Reviwed by Bruce Hackett in Scene, 1992

Procol Harum : The Prodigal Stranger : Zoo Entertainment

In May 1967, the Beatles threw a preview party for a few friends to introduce the groundbreaking Sgt Pepper tapes. John Lennon, already bored with Lucy in the Sky and A Day in the Life, kept slipping away from the gathering to go to his car to do some drugs and listen to a new song he was absolutely crazy about. That song was Procol Harum's Whiter Shade Of Pale, one of the all-time great songs of that or any era.

This little anecdote indicates the place Procol Harum occupied (or should have occupied) in the pantheon of influential British rock bands of the 60s. Before Pink Floyd, the Moody Blues, before Yes, before Tull, Procol Harum was inventing the 'art-rock' genre, stretching the boundaries of what rock music could do.

Funny thing, though. Floyd, the Moodies and the rest far eclipsed Procol Harum, on the charts and in concert. The band hung around for ten years and ten albums, even scoring a Top Five single with 1972's Conquistador, but they never achieved the level of success predicted for them (although guitarist Robin Trower established a decent following with his mid-70s solo career).

Now, nearly 15 years since the last Procol Harum release, the key members of the original line-up Trower, vocalist / pianist Gary Brooker and organist Matthew Fisher have reunited.

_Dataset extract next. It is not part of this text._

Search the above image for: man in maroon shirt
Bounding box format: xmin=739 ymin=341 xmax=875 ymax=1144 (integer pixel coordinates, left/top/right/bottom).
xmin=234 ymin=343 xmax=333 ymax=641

This could've been another sad case of a 60s dinosaur trying in vain to rekindle past glories, but instead, The Prodigal Stranger is an excellent effort, worthy of airplay as well as cash register sales.

The biography supplied by the record company understandably makes a big deal out of the return of Trower, so it's curious that he seems nearly invisible on all but two of the 12 songs here. All Our Dreams Are Sold features a tasty Trower solo, and Man with Mission has his familiar layered guitar sound throughout. Beyond those two, however, it's the Gary Brooker Band.

Not that that's bad. To the contrary, Brooker is a strong singer, with a range and vocal styling that rivals another British wunderkind, Stevie Winwood. Witness the soaring voice on Holding On and the way Brooker caresses the lyric on Learning to Fly [sic].

As a songwriter, Brooker may be even better than Winwood, or at least more diverse. He and lyricist Keith Reid have teamed up to produce a handful of tunes that achieve the improbable: they would've fit nicely on albums from their heyday but also seem vibrant and fresh for 90s radio. [No mention co-writers of Fisher, Noble or Thompson! (Ed)]

Such regal-sounding cuts as The Truth Won't Fade Away and King of Hearts recall the Live and Grand Hotel-era Procol Harum, while the jaunty One More Time and piano-driven A Dream In Every Home rival much of the material currently coming from brand-new artists.

Between Brooker's piano and Fisher's organ, this is clearly a keyboard dominated album, which is fine with me but might cause dissent among the Trower fans who might. have wished for more guitar histrionics.

You'd be wise to check out this stuff. It's the kind of album that might easily be ignored by the largely myopic program directors. The Prodigal Stranger deserves your attention.